I am trying to solve a problem that includes a set of integer parameters. Is there a way to relax the integer parameter and make it a continuous parameter? May you suggest how I can write that in the script?
For now I have them define such as:
#in the model script I have:
param C_Max:= 6;
param R_Max := 3;
param c integer in 1..C_Max;
param r integer in 1..R_Max;
#in the run script I have:
param value {2..C_Max, 1..R_Max};
param bestobj default -Infinity;
param best_c;
param best_r;
suffix bestbound OUT;
for {cval in 2..C_Max, rval in 1..R_Max} {
let c := cval;
let r := rval;
option gurobi_options 'nonconvex=2 bestbound=1 nodelim=1';
solve;
if obj.bestbound > bestobj then {
option gurobi_options 'nonconvex=2';
solve;
if obj > bestobj then {
display cval, rval, obj;
let value[cval,rval] := obj;
let bestobj := obj;
let best_c := c;
let best_r := r;
}
}
}
display value;
An AMPL param defines data that are assigned values before solving. When you write
param c integer in 1..C_Max;
param r integer in 1..R_Max;
then AMPL checks that c and r are assigned integer values, and gives an error message if you try to assign them fractional values.

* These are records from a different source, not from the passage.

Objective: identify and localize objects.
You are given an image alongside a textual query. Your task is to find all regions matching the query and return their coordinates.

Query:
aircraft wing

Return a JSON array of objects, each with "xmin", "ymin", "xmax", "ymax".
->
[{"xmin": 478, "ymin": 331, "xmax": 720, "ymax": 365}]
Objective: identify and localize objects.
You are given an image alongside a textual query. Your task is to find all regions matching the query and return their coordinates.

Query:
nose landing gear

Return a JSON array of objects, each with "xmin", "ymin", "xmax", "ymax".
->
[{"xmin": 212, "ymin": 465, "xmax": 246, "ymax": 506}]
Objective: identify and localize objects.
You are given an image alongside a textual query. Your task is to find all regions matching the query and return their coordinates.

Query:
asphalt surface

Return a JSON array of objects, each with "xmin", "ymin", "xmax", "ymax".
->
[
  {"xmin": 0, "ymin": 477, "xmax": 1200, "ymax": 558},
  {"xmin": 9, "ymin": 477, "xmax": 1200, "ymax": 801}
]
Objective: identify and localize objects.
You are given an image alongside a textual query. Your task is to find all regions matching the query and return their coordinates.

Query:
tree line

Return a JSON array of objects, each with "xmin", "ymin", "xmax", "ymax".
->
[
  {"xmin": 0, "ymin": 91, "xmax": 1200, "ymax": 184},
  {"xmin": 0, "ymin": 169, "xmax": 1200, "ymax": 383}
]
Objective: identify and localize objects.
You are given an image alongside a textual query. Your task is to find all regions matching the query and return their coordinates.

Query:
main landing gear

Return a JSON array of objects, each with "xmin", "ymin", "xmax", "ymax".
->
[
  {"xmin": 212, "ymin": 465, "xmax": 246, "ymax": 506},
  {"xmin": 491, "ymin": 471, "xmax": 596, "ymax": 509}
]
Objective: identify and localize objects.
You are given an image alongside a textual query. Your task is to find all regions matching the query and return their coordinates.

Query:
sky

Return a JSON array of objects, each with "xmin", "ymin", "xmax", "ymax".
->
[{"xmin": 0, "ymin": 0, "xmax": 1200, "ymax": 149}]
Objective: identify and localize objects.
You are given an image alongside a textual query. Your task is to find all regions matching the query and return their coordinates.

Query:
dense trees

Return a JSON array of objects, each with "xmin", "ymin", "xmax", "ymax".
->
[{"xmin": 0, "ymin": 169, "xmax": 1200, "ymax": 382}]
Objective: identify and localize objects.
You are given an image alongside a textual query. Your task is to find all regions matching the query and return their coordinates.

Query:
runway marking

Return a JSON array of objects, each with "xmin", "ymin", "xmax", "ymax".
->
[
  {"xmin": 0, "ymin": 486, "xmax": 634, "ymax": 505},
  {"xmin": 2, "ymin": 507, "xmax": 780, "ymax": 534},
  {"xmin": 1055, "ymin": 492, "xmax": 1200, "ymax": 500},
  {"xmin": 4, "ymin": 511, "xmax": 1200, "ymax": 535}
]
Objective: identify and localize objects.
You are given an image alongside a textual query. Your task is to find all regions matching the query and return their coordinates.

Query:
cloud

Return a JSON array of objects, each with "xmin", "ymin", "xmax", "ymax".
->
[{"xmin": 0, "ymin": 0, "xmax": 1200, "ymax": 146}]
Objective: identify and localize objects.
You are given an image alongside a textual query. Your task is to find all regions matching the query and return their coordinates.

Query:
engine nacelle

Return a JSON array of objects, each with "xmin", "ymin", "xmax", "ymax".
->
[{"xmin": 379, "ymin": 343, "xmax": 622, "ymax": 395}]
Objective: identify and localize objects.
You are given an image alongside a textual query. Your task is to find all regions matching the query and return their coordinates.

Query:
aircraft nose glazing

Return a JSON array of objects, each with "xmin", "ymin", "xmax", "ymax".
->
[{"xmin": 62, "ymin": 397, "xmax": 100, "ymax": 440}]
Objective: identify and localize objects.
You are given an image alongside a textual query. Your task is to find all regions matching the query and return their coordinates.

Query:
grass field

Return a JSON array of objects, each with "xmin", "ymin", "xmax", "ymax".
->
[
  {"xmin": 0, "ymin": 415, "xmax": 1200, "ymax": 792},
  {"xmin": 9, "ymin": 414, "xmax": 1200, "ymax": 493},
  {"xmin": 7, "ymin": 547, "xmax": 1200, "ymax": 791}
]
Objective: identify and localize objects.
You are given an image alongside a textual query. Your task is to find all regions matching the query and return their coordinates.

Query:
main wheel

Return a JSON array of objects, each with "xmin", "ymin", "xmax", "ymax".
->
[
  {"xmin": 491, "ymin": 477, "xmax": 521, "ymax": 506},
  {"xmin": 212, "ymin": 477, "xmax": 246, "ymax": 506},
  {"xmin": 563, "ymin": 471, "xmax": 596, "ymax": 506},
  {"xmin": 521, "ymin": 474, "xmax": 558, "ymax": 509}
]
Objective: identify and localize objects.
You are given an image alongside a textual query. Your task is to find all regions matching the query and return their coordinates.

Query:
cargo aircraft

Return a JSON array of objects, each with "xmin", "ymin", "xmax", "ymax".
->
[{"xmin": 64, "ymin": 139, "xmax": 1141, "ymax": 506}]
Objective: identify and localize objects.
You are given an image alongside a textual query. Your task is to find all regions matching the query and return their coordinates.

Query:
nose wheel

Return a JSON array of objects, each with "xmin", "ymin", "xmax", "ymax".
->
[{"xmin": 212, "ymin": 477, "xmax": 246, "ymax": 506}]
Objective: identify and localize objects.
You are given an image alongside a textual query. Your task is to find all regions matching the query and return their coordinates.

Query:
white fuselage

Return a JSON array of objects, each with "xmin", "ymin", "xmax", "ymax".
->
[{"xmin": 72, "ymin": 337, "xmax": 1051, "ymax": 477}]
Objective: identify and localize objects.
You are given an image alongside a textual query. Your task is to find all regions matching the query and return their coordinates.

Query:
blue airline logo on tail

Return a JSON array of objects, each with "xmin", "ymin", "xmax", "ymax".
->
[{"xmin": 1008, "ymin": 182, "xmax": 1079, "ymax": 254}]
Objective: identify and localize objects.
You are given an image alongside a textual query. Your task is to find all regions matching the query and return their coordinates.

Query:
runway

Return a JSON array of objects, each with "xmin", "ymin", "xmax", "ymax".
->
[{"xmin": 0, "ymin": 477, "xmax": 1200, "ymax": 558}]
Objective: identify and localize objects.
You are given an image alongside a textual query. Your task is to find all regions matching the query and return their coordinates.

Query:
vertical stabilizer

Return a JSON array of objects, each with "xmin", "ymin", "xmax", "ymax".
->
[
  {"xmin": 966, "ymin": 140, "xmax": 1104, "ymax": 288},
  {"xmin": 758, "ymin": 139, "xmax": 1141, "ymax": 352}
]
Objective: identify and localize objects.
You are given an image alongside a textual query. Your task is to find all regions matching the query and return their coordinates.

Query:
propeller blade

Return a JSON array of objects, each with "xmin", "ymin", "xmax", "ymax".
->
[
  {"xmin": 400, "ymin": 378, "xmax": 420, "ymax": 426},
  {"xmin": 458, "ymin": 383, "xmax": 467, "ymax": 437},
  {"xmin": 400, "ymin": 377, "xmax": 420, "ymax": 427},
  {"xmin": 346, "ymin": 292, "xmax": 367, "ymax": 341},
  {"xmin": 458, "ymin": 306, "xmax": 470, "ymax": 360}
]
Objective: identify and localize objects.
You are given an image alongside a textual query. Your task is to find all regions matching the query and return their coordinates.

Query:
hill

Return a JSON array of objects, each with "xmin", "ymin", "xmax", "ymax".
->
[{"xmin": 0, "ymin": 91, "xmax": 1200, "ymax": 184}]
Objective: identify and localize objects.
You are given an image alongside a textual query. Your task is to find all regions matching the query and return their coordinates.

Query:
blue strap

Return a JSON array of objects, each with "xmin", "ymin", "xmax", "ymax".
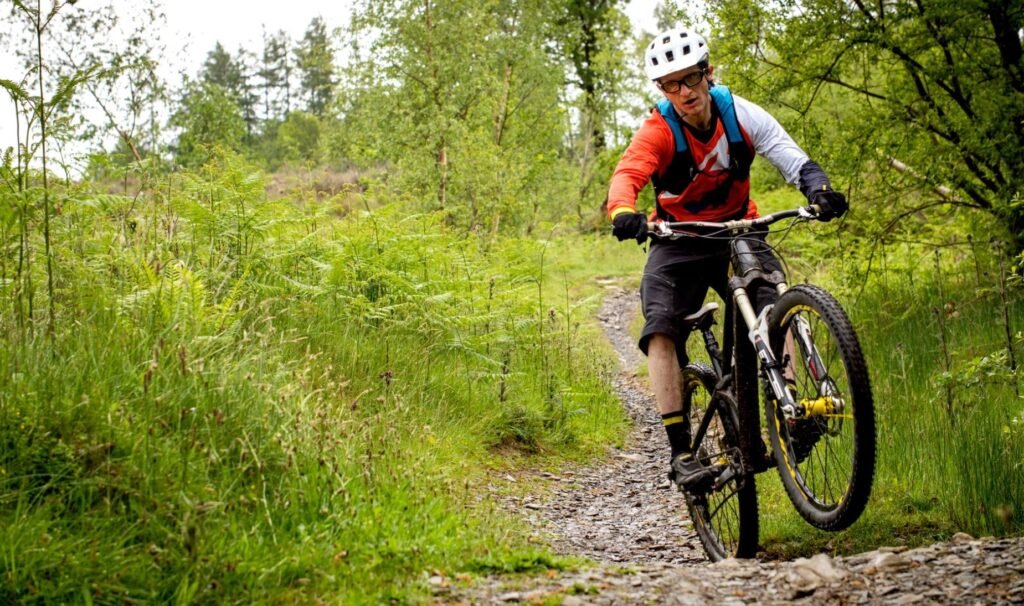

If you want fractional values to be accepted for these params, you can drop integer from the above definitions. However, since your loop begins
for {cval in 2..C_Max, rval in 1..R_Max} {
let c := cval;
let r := rval;
the values of c and r will always integers in your script.
The concept of relaxing integrality makes a lot more sense for variables (defined in var statements). Relaxing integrality of a variable means that the solver is allowed to give it a fractional value in the optimal solution. Do you want to relax the integrality of some of the integer variables in your model?